Once, he took her hand to help her up the steps at Boughton’s house, and Boughton winked and said, “‘There are three things which are too wonderful for me, yea, four which I know not,’” and they both laughed a little. She thought to herself, No cussing. But the Reverend could see it bothered her when they talked that way, making jokes they knew she would not understand. So when they were home again he took the Bible off the shelf and showed her the verse: The way of an eagle in the air; the way of a serpent upon a rock; the way of a ship in the midst of the sea; and the way of a man with a maiden. That was the joke. A man with a maiden. They were laughing because he was an old preacher and she was a field hand, or would be if she could just find her way back to that time. And she was old, too. For a woman being old just means not being young, and all the youth had been worked out of her before it had really even set in. So Lila had been old a long time, but not in a way that helped. Well, she knew it was a joke. People were still surprised at him, that he had married her.
She could see it surprised him, too, sometimes. He told her once when there was a storm a bird had flown into the house. He’d never seen one like it. The wind must have carried it in from some far-off place. He opened all the doors and windows, but it was so desperate to escape that for a while it couldn’t find a way out. “It left a blessing in the house,” he said. “The wildness of it. Bringing the wind inside.” That was just when she began to suspect she was carrying a child, so it frightened her a little to realize that he knew she might leave, that he might even expect her to leave.

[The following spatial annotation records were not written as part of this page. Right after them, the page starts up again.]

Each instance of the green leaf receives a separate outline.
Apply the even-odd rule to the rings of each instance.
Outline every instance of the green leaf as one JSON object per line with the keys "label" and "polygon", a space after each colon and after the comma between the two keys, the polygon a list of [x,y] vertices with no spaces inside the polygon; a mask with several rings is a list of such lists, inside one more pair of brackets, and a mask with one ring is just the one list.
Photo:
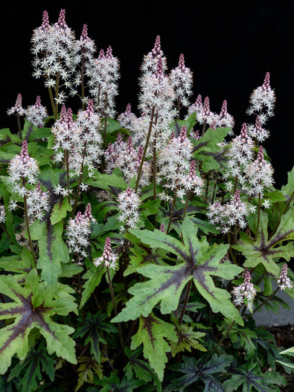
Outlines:
{"label": "green leaf", "polygon": [[52,225],[55,225],[60,221],[66,218],[68,211],[72,211],[73,207],[68,203],[67,198],[64,198],[61,203],[55,204],[52,209],[50,220]]}
{"label": "green leaf", "polygon": [[235,348],[243,348],[246,354],[245,359],[250,360],[256,355],[257,348],[254,340],[257,337],[256,333],[248,328],[242,328],[234,324],[229,333]]}
{"label": "green leaf", "polygon": [[120,381],[119,377],[112,372],[109,377],[103,376],[102,380],[96,380],[95,384],[103,386],[99,389],[99,392],[133,392],[134,389],[143,385],[144,381],[136,379],[129,380],[125,375]]}
{"label": "green leaf", "polygon": [[181,351],[189,351],[191,353],[192,348],[194,350],[200,350],[201,351],[207,351],[206,348],[199,343],[199,339],[205,336],[205,333],[203,332],[193,330],[193,327],[186,324],[176,325],[176,334],[178,340],[176,342],[170,342],[172,349],[172,355],[175,355]]}
{"label": "green leaf", "polygon": [[132,337],[131,344],[131,350],[143,344],[144,357],[148,360],[160,381],[163,380],[164,369],[167,362],[166,353],[171,351],[165,339],[177,342],[174,326],[150,314],[146,317],[140,317],[139,328],[137,333]]}
{"label": "green leaf", "polygon": [[154,371],[151,368],[149,364],[138,359],[142,352],[143,347],[139,346],[134,352],[129,348],[125,347],[125,351],[129,358],[129,362],[124,368],[124,371],[128,380],[138,378],[144,381],[145,384],[149,384],[153,381],[153,384],[156,388],[156,392],[161,392],[161,382]]}
{"label": "green leaf", "polygon": [[[45,337],[49,355],[57,355],[73,364],[76,363],[75,342],[69,337],[74,329],[52,319],[55,315],[67,315],[77,308],[73,297],[64,291],[60,283],[40,282],[36,270],[20,286],[12,275],[0,277],[0,289],[12,302],[0,304],[0,319],[13,319],[12,324],[3,327],[0,335],[0,374],[4,374],[16,354],[24,360],[30,349],[29,335],[37,328]],[[72,292],[74,292],[73,289]]]}
{"label": "green leaf", "polygon": [[286,185],[282,185],[281,188],[282,194],[289,199],[294,191],[294,167],[291,171],[288,171],[288,180]]}
{"label": "green leaf", "polygon": [[8,381],[21,375],[17,382],[17,390],[19,392],[31,392],[37,388],[37,380],[42,380],[42,371],[46,373],[50,380],[53,381],[55,369],[55,361],[50,358],[42,343],[36,349],[32,348],[24,361],[14,366],[9,374]]}
{"label": "green leaf", "polygon": [[98,375],[101,380],[103,377],[102,366],[98,364],[93,357],[83,355],[79,357],[77,362],[80,364],[77,368],[77,384],[75,392],[78,391],[85,382],[94,384],[94,375]]}
{"label": "green leaf", "polygon": [[101,351],[100,348],[100,342],[104,344],[107,342],[100,335],[101,330],[104,330],[107,333],[117,333],[116,328],[110,323],[104,322],[107,318],[107,315],[101,313],[98,311],[95,315],[91,315],[88,312],[84,321],[82,318],[77,319],[78,321],[82,321],[82,324],[80,325],[75,330],[73,338],[84,337],[86,335],[84,344],[86,346],[88,343],[91,344],[91,353],[93,354],[93,357],[98,364],[100,363]]}
{"label": "green leaf", "polygon": [[226,392],[236,391],[243,385],[242,391],[248,392],[279,392],[277,385],[285,385],[286,380],[277,372],[262,373],[258,362],[253,360],[235,370],[233,375],[223,382]]}
{"label": "green leaf", "polygon": [[11,254],[0,259],[0,268],[10,272],[16,272],[17,279],[23,279],[33,266],[32,254],[26,247],[22,248],[21,254]]}
{"label": "green leaf", "polygon": [[63,221],[53,225],[50,221],[35,221],[30,226],[33,240],[38,241],[37,268],[48,283],[55,283],[62,273],[62,263],[69,261],[68,249],[62,239]]}
{"label": "green leaf", "polygon": [[87,272],[83,275],[83,279],[86,279],[86,281],[83,285],[83,291],[82,292],[82,298],[79,306],[80,309],[82,309],[82,308],[90,298],[92,292],[94,291],[96,287],[99,286],[105,270],[106,269],[104,268],[94,270],[89,269]]}
{"label": "green leaf", "polygon": [[194,125],[196,125],[197,120],[196,111],[191,113],[185,120],[177,120],[174,123],[173,123],[173,129],[179,131],[185,127],[187,128],[187,134],[189,135],[191,131],[193,129]]}
{"label": "green leaf", "polygon": [[268,272],[277,277],[280,268],[277,264],[277,259],[283,258],[288,261],[294,256],[293,242],[282,245],[283,241],[294,239],[293,208],[281,216],[279,226],[271,236],[268,234],[268,215],[261,212],[259,230],[256,240],[240,232],[239,243],[232,248],[240,251],[246,258],[244,267],[253,268],[261,263]]}
{"label": "green leaf", "polygon": [[134,320],[140,315],[147,317],[158,302],[161,313],[169,314],[177,308],[183,290],[193,279],[196,289],[209,302],[213,312],[221,312],[226,317],[243,325],[238,310],[230,301],[230,293],[215,287],[212,279],[213,276],[230,280],[243,271],[237,265],[220,262],[228,252],[228,245],[211,245],[205,237],[199,240],[197,228],[188,218],[182,225],[184,245],[158,230],[151,232],[133,229],[129,232],[151,248],[172,252],[180,261],[176,265],[149,263],[138,268],[137,272],[149,280],[137,283],[129,289],[133,297],[111,320],[113,322]]}
{"label": "green leaf", "polygon": [[[173,372],[181,372],[185,375],[172,379],[165,389],[165,392],[180,391],[183,392],[189,385],[194,385],[199,378],[205,383],[203,392],[225,392],[215,376],[226,371],[233,360],[232,356],[223,354],[218,357],[213,354],[211,359],[205,361],[205,357],[196,360],[194,357],[183,356],[183,363],[171,365],[169,368]],[[198,383],[197,383],[198,384]],[[199,389],[200,390],[200,389]]]}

She only remembered afterward that the first time she crept into bed beside him it had been the dark of the moon. It was the black-haired girl who told her about that, the one who called herself Susanna. She had three or four children, all staying with her sister or her mother, she said, so maybe she didn’t know as much as she thought she did. Still, here Lila was with something more to worry about. The old man could have been telling her she should leave, she didn’t belong in his house. Maybe that’s how a gentleman would say it. If he wanted to, he could say, This was your idea, you’re the one who said I should marry you. Maybe a gentleman couldn’t say it. Sometime he might be angry, though, and forget about his manners, and that would be hard to live with. Doll always said, Just be quiet. Whatever it is, just wait for it to be over. Everything ends sometime. Lila thought, When you know it will end anyway, you can want to be done with it. But if you’re carrying a child, you’d best have a roof over your head. Any fool knows that.

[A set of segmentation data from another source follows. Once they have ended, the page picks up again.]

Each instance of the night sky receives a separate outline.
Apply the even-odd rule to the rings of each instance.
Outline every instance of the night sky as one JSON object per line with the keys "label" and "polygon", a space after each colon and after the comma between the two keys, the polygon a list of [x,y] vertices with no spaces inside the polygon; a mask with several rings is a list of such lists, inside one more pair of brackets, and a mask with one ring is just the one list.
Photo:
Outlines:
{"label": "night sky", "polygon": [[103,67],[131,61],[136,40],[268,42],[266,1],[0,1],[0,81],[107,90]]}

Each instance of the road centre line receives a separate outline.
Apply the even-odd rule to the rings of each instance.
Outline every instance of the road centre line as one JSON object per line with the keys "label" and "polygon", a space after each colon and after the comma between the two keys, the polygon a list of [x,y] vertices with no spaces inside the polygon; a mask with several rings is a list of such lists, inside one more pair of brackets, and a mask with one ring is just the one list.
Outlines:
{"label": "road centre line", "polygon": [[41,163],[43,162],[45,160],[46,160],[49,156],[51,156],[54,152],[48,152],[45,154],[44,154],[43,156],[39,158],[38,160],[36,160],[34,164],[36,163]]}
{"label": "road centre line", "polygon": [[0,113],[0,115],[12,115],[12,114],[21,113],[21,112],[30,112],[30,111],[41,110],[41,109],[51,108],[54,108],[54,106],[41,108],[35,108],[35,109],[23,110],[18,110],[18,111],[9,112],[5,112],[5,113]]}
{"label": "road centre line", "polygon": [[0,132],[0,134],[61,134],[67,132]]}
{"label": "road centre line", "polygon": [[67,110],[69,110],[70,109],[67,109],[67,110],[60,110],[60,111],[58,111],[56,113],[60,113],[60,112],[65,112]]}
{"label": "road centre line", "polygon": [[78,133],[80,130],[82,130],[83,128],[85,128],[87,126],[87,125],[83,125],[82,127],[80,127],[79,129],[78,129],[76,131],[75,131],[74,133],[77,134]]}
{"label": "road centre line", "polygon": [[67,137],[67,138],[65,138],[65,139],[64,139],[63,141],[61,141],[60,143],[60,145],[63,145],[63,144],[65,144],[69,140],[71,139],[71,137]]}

One evening they went to old Boughton’s house and the two men talked about people she didn’t know and things she didn’t understand. What else was there, after all? But she didn’t mind listening. And soon enough they forgot she was listening. They had read about missionaries back from China, about how they had converted hundreds, and that was a drop in the bucket compared to all the people who had never heard a word of the Gospel and probably never would hear one. Boughton said it seemed to him like a terrible loss of souls, if that’s what it was. He was not one to question divine justice, though sometimes he did have to wonder. Anyone would. Which was really not the same as questioning. And the Reverend said, When you think of all the people who lived from Adam to Abraham. Boughton shook his head at the mystery of it. “ We’re a drop in the bucket!” he said. “It’s an easy thing to forget!”